On 28th April 2020, the Group provided the first quarter results of 2020, with the profits impacted by Covid-19 and fall in oil prices; revenue impacted by volatile items, resilient underlying performance; controlled costs; elevated ECL (Expected credit losses and other credit impairment charges) charge; robust balance sheet. Additional points are stated below:

  • During the first quarter of 2020, the reported profit before tax was down by 48 per cent to $3.2 billion, and adjusted profit before tax decreased by 51 per cent to $3 billion as compared with the corresponding period of the last year.
  • The reported revenue reduced by 5 per cent or $0.7 billion to $13.7 billion against the same period last year (Q1 FY19: $14.4 billion), driven by adverse valuation adjustments in GB&M (Global Banking and Markets) and adverse market impacts in life insurance manufacturing
  • Net interest margin (NIM) for Q1 FY20 was 1.54 per cent, a decrease of 5 basis points (bps) from Q1 FY19 and 2 basis points (bps) from Q4 FY19.
  • Customer lending rose by 4 per cent against the Q4 FY19, mainly driven by surged term lending in GB&M and CMB.
  • Led by the impact of Covid-19 (including funds deposited following loan drawdowns), the customer accounts increased by $47 billion in Q1 FY20.
  • CET1 ratio of 14.6 per cent; robust liquidity and funding position with LCR (Liquidity coverage ratio) of 156 per cent and LDR (Loan-to-deposit ratio) of 72.2 per cent.

Share Price Performance

(Source: Refinitiv, Thomson Reuters) - Daily Chart as of May 22nd, 2020, after the market closed

HSBA’s shares closed at GBX 379 on 22nd May 2020. Stock's 52 weeks High is GBX 674.80 and Low is GBX 373.05. Total outstanding market capitalization stood at around GBP 81.35 billion.

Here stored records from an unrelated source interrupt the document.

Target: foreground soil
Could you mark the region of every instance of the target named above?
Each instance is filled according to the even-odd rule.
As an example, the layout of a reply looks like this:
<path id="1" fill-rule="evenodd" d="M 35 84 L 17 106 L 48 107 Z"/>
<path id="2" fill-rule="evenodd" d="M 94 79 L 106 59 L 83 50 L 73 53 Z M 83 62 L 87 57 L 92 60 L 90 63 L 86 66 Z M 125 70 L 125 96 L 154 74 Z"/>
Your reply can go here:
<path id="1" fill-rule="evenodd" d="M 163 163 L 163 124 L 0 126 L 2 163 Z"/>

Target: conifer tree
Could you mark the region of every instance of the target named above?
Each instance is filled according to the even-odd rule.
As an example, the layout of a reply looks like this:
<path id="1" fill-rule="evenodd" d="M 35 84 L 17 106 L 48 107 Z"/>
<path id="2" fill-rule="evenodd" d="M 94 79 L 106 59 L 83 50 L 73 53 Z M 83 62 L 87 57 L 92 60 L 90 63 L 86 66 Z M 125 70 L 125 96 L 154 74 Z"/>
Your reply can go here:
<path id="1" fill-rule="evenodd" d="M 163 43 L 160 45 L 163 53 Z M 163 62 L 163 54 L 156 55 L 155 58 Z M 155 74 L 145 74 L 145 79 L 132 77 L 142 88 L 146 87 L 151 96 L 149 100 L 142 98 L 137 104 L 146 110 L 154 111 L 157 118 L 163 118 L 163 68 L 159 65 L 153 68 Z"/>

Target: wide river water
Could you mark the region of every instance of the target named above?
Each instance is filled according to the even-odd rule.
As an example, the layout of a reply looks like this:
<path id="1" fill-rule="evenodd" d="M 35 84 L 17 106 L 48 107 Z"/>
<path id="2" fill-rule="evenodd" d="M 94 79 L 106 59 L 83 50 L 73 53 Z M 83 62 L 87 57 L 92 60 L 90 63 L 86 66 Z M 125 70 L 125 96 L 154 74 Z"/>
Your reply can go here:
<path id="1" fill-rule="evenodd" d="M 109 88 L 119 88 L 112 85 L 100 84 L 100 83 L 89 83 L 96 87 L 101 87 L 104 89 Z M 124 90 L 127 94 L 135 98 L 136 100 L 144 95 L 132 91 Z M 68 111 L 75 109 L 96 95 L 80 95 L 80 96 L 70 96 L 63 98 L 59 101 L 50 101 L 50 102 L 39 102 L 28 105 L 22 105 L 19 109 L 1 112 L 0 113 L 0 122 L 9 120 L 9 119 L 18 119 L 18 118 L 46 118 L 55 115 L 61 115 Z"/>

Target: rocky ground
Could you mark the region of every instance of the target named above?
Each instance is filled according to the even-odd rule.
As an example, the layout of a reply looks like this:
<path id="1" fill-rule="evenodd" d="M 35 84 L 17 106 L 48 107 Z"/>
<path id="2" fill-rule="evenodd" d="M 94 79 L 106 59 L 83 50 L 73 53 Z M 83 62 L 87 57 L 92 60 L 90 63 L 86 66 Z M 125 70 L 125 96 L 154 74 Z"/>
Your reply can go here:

In 2020, the outlook for world economies has substantially worsened, mainly in the past two months. In RWA, the company expects mid to high single-digit percentage growth in the year 2020. The group enhanced support for customers through digital channels and also showed a good volume growth. The Group has strong growth in both lending and customer accounts. The Group enhanced support for customers through digital channels and also showed a good volume growth.